Cartagena es una ciudad con suerte. Por estos días se celebrará el Hay Festival, una versión local del encuentro original que Peter Florence dirige en la localidad británica de Hay-on-Wye, un pequeño pueblo de 1.300 habitantes en el parque natural de Beacons Brecon en las montañas de Gales. Allí, cada año desde hace dos décadas, los escritores que asisten se reúnen con los lectores para compartir en un ambiente de camaradería.

Así que este año la histórica ciudad colombiana tendrá oportunidad para apreciar los dos lados del quehacer intelectual. Por una parte, el Hay Festival será el escenario en el que los escritores darán la mano a los lectores y conversarán con ellos sobre lo divino y lo humano. Por otra, el congreso reunirá a representantes de academias, científicos, empresarios, escritores, editores, periodistas, lingüistas e historiadores para analizar cómo hablamos, y por qué lo hacemos de esa manera.

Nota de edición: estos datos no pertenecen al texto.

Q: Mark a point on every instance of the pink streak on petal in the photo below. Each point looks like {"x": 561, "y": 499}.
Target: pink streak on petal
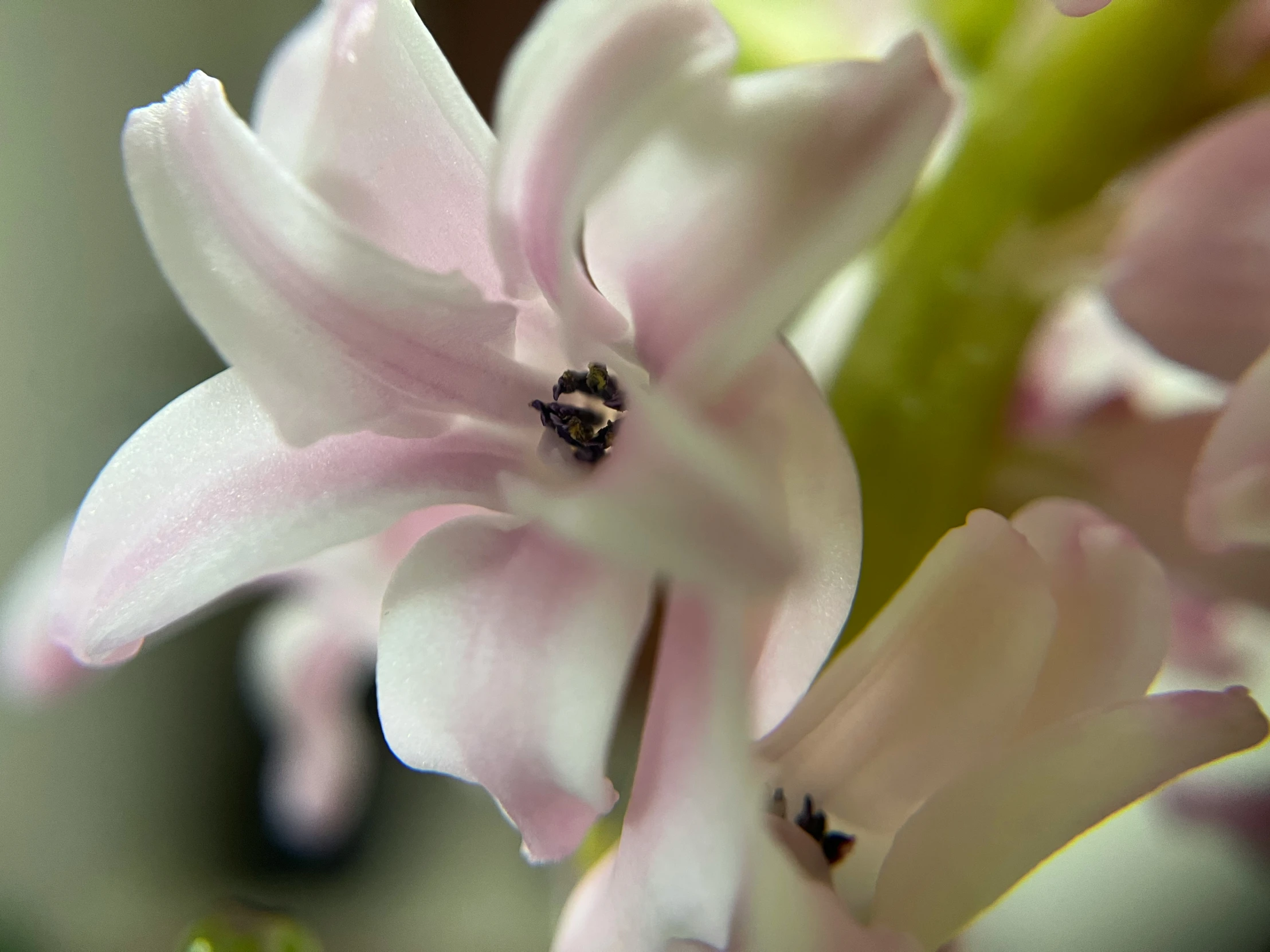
{"x": 206, "y": 498}
{"x": 778, "y": 412}
{"x": 502, "y": 660}
{"x": 727, "y": 222}
{"x": 331, "y": 332}
{"x": 586, "y": 85}
{"x": 391, "y": 140}
{"x": 1188, "y": 268}
{"x": 32, "y": 666}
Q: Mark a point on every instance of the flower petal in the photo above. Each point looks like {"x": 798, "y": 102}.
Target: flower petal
{"x": 391, "y": 141}
{"x": 779, "y": 413}
{"x": 680, "y": 865}
{"x": 33, "y": 666}
{"x": 672, "y": 497}
{"x": 732, "y": 219}
{"x": 1230, "y": 495}
{"x": 973, "y": 841}
{"x": 286, "y": 101}
{"x": 502, "y": 660}
{"x": 1080, "y": 8}
{"x": 1188, "y": 268}
{"x": 206, "y": 498}
{"x": 332, "y": 334}
{"x": 585, "y": 88}
{"x": 1114, "y": 617}
{"x": 938, "y": 680}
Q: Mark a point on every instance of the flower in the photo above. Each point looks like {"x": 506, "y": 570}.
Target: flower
{"x": 393, "y": 289}
{"x": 989, "y": 715}
{"x": 307, "y": 660}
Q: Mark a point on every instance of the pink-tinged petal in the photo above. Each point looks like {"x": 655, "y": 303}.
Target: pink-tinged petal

Pero el congreso será aprovechado para otra coyuntura. 2007 es el año en el que arriba el premio Nobel de Literatura 1982, Gabriel García Márquez, a tres aniversarios alineados. El primero es su propio cumpleaños, que cumplirá el 6 de marzo, cuando habrá llegado a ochenta años de aquella mañana remota en que naciera, durante un aguacero torrencial, el primero de siete varones y cuatro mujeres y que fuera bautizado de emergencia ante el temor de que muriera asfixiado por su propio cordón umbilical.

Como ya se sabe, los otros dos aniversarios corresponden a los cuarenta años de la publicación de Cien años de soledad, la novela que ha dividido a sus lectores entre quienes la comparan con Don Quijote de La Mancha y quienes huyen despavoridos de su influjo, y a los veinticinco desde que, en Estocolmo, el Gabo, al recibir el Nobel, citara a su duende tutelar William Faulkner: “Me niego a admitir el fin del hombre”.

Una confluencia muy apropiada para quien confiesa ser un supersticioso irredento. “Las supersticiones —o lo que llaman supersticiones— pueden corresponde a facultades naturales que un pensamiento racionalista, como el que domina en Occidente, ha resuelto repudiar”, le dice el Gabo a Plinio Apuleyo Mendoza en la ya —también— remota El olor de la guayaba.

Otro aniversario menor, también relacionado con García Márquez, se cumple este año, y seguramente él lo añadirá a su expediente cabalístico. El 7 de abril hará diez años desde que el autor de Cien años de soledad, en la primera edición de este mismo congreso, aquella vez en la ciudad mexicana de Zacatecas, recomendara para horror de puristas y gracia de colegas: “Enterremos las haches rupestres, firmemos un tratado de límites entre la ge y jota, y pongamos más uso de razón en los acentos escritos, que al fin y al cabo nadie ha de leer lagrima donde diga lágrima ni confundirá revólver con revolver”.

Cartagena es, a no dudarlo, una ciudad con suerte.